“We need something that works better than what we have,” said Dr. Donald Miller, an oncologist and director of the James Graham Brown Cancer Center, which is co-sponsoring the campaign with the university. “This is as reasonable a scientific hypothesis as anybody has come up with and it needs to be tried.”
“Switch and quit” is the theme of an advertising campaign being promoted by a prominent cancer center in Kentucky, in which smokers are advised to lay off the cigarettes in favor of smokeless tobacco such as chew or snuff. “Supporters say smokers who switch are more likely to give up cigarettes than those who use other methods such as nicotine patches, and that smokeless tobacco carries less risk of disease than cigarettes do,” The Associated Press reports.
AP reports the program is partly funded with grants from the tobacco industry, though program director Brad Rodu, a University of Louisville professor of medicine, said the industry has “absolutely no influence whatsoever.” Smokeless tobacco has been linked to oral cancer.
The campaign is being pushed in Owensboro using print, radio, billboard and other advertising.
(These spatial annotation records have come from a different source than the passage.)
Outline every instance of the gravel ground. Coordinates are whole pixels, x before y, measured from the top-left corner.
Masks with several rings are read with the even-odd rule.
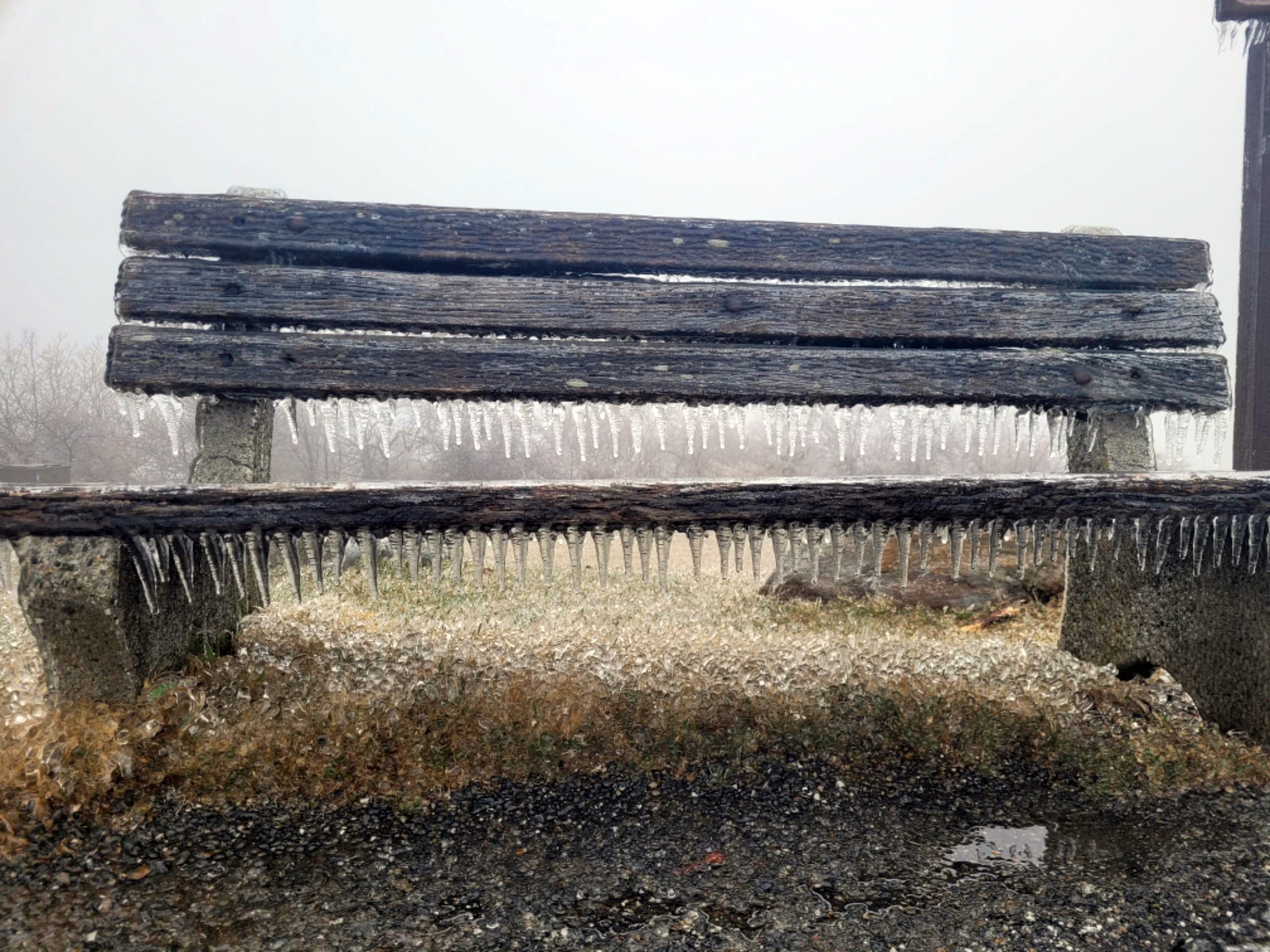
[[[61,819],[0,882],[11,948],[1270,949],[1270,796],[785,762],[413,815],[168,802]]]

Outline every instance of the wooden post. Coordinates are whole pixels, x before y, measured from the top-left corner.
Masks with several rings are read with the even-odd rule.
[[[1234,355],[1234,468],[1270,466],[1270,43],[1248,50],[1243,133],[1240,320]]]

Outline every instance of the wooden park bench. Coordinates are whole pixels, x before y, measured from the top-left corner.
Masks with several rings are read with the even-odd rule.
[[[587,533],[601,580],[615,538],[627,572],[638,548],[645,578],[655,547],[664,580],[674,532],[698,571],[712,532],[725,572],[747,545],[757,572],[765,539],[777,572],[799,550],[851,571],[866,542],[880,559],[894,533],[907,572],[911,546],[925,565],[947,539],[956,570],[980,533],[994,565],[1008,531],[1020,566],[1072,551],[1066,647],[1162,664],[1218,722],[1270,735],[1270,481],[1148,472],[1142,414],[1170,414],[1176,453],[1193,423],[1204,438],[1213,420],[1215,442],[1229,407],[1203,242],[144,192],[124,203],[122,242],[136,256],[119,270],[107,382],[203,395],[190,482],[237,485],[0,494],[0,533],[27,537],[24,609],[64,693],[135,691],[192,632],[232,628],[268,598],[271,543],[298,595],[302,562],[320,589],[324,541],[342,550],[348,534],[391,539],[417,579],[420,562],[431,569],[424,581],[439,580],[443,559],[461,571],[465,543],[478,565],[489,548],[502,583],[508,547],[523,578],[531,539],[550,565],[564,533],[577,584]],[[588,429],[640,438],[621,404],[682,405],[690,439],[697,426],[718,439],[762,405],[749,413],[789,442],[809,420],[836,429],[843,454],[872,407],[911,405],[893,425],[913,456],[946,442],[954,406],[980,447],[999,439],[993,407],[1015,406],[1022,438],[1048,430],[1086,472],[240,485],[268,481],[273,401],[295,414],[296,400],[319,401],[329,432],[409,419],[409,407],[466,421],[507,452],[535,401],[551,407],[558,439],[568,405],[584,442]],[[364,400],[380,402],[347,402]],[[372,589],[376,565],[363,559]],[[86,609],[94,599],[110,611]],[[109,665],[131,674],[103,680]]]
Residents of Owensboro and the surrounding area reportedly consume about 3 million cigarettes a week. “That amounts to well over a pack for every man, woman and child in the community of about 115,000 people,” AP reports.
“The worst that you can say about smokeless tobacco is that it’s the lesser of two evils,” said Dr. Randall Thomas, an oncologist at the Owensboro Medical Health System. “I don’t think we have any problem in telling a person that drinks a six-pack a day that if they could cut it back to two beers a day or two drinks a day that their health risks are greatly reduced … Finding a way to let people have their nicotine that carries less risk, it’s the realistic solution.”
But there are opponents to the program, including Matthew Myers, president of the Campaign for Tobacco-Free Kids, who called it “a giant experiment with the people of Owensboro without rules or guidance designed to protect individuals from experimental medicine.” The theme of the program does seem to run counter to warnings by the Centers for Disease Control and the National Cancer Institute at the National Institutes of Health, whose websites say the use of all varieties of tobacco products “should be strongly discouraged” and that there is “no scientific evidence that using smokeless tobacco can help a person quit.”